On October 5, Google will allow some users to try out the service for free by playing Assassin’s Creed Odyssey, which will be released by Ubisoft worldwide on the same day.
Video games generally require downloads and installs from third-party clients that eat up a ton of hardware space. But Google’s new project looks to change that.
What is Project Stream
Google’s Project Stream is a new video game streaming service that has been designed to allow high-end PC and console games to be played via Chrome.
Gamers can sign up for Project Stream to test the service, though no concrete launch or end date has been released yet. In order to access Project Stream, users should be residing in the US and should have a 25Mbps internet connection along with a computer running Windows, macOS, Chrome OS, or Linux.
Why could it change the future of gaming?
A significant restriction in the video-game industry is hardware – high-end gaming PCs come with an exorbitant price tag. To enjoy a surreal gaming experience, gamers generally have to create an account on Nvidia, and register or buy all the games through Nvidia’s store. It’s a long process involving several steps.
Google’s Project Stream does not require a separate app, and cuts down on the lengthy registration process. With Project Stream, gamers only require Google Chrome.
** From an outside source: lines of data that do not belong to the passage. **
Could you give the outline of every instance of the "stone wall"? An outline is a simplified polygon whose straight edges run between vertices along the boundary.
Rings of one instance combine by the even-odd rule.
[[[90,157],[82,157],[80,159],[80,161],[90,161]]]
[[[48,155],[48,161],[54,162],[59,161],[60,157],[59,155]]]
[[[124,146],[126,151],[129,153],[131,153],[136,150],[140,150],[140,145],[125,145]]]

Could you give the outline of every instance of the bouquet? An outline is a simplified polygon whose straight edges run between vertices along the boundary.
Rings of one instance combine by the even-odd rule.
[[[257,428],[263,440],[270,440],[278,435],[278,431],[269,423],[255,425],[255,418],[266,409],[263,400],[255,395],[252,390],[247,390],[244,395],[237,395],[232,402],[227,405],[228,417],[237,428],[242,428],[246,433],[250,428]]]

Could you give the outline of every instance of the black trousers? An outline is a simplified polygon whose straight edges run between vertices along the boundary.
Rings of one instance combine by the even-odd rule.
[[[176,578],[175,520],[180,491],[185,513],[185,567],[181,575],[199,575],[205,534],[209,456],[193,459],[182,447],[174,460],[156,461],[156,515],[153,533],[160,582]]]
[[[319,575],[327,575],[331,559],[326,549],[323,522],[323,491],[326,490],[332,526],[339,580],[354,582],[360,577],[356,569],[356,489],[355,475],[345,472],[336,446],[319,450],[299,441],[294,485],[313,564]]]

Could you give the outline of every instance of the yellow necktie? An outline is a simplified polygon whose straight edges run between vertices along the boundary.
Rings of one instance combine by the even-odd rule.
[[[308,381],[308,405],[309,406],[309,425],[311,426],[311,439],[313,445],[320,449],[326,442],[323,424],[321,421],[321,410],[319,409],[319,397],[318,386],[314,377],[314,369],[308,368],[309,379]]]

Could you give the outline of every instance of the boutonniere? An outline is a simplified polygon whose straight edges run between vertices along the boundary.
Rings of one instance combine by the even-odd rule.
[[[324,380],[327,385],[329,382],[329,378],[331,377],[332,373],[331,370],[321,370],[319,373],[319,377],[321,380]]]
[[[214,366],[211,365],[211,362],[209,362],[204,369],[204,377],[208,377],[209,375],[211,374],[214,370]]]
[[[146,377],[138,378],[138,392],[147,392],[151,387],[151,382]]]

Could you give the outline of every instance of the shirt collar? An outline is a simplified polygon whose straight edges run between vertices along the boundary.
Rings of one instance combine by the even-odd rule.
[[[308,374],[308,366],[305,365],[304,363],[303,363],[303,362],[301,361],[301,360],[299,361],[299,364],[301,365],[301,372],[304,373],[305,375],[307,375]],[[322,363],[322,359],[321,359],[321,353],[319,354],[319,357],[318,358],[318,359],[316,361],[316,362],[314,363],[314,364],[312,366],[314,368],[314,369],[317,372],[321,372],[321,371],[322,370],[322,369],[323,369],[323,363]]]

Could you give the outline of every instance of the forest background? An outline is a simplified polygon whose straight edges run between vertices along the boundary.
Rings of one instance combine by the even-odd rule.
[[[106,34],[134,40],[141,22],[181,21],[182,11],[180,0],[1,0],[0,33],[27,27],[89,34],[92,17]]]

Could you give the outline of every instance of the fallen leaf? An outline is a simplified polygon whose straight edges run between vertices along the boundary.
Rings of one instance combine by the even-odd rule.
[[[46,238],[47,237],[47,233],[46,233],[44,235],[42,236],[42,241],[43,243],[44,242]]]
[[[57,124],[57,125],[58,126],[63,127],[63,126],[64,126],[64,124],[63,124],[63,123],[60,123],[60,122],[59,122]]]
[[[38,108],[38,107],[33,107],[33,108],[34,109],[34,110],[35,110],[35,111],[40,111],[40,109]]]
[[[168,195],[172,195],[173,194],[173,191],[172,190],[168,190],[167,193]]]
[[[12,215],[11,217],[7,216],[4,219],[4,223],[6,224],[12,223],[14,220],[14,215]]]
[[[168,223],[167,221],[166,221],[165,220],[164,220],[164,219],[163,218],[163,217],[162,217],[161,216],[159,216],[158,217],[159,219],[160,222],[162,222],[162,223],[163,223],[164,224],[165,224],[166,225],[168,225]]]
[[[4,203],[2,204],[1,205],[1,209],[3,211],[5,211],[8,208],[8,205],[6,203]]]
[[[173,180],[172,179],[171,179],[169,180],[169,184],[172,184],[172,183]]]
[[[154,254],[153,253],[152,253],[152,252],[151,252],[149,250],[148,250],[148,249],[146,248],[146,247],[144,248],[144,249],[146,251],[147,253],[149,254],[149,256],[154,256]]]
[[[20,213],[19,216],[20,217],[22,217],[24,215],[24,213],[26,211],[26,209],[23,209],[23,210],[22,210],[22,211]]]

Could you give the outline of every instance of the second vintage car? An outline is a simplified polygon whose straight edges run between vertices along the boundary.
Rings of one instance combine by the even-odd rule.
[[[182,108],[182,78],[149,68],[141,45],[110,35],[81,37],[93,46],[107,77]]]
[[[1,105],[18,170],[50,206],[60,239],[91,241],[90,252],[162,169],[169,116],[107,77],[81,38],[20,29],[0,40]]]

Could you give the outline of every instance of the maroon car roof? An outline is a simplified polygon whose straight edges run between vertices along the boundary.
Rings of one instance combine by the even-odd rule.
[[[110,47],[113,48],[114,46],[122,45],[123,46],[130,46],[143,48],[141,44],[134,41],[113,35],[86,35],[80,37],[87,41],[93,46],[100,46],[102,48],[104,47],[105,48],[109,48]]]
Although it is still unclear as to how Project Stream will fully work, the fact that gamers cannot exit the Chrome tab will come as a huge advantage for Project Stream.
Other companies are offering streamable games too
Companies including Microsoft and Sony have also shown interest in video streaming technology. However, as pointed out by Ars Technica, Google’s experience in running some of the most bandwidth-intensive sites on the internet will definitely give it an edge over its competition.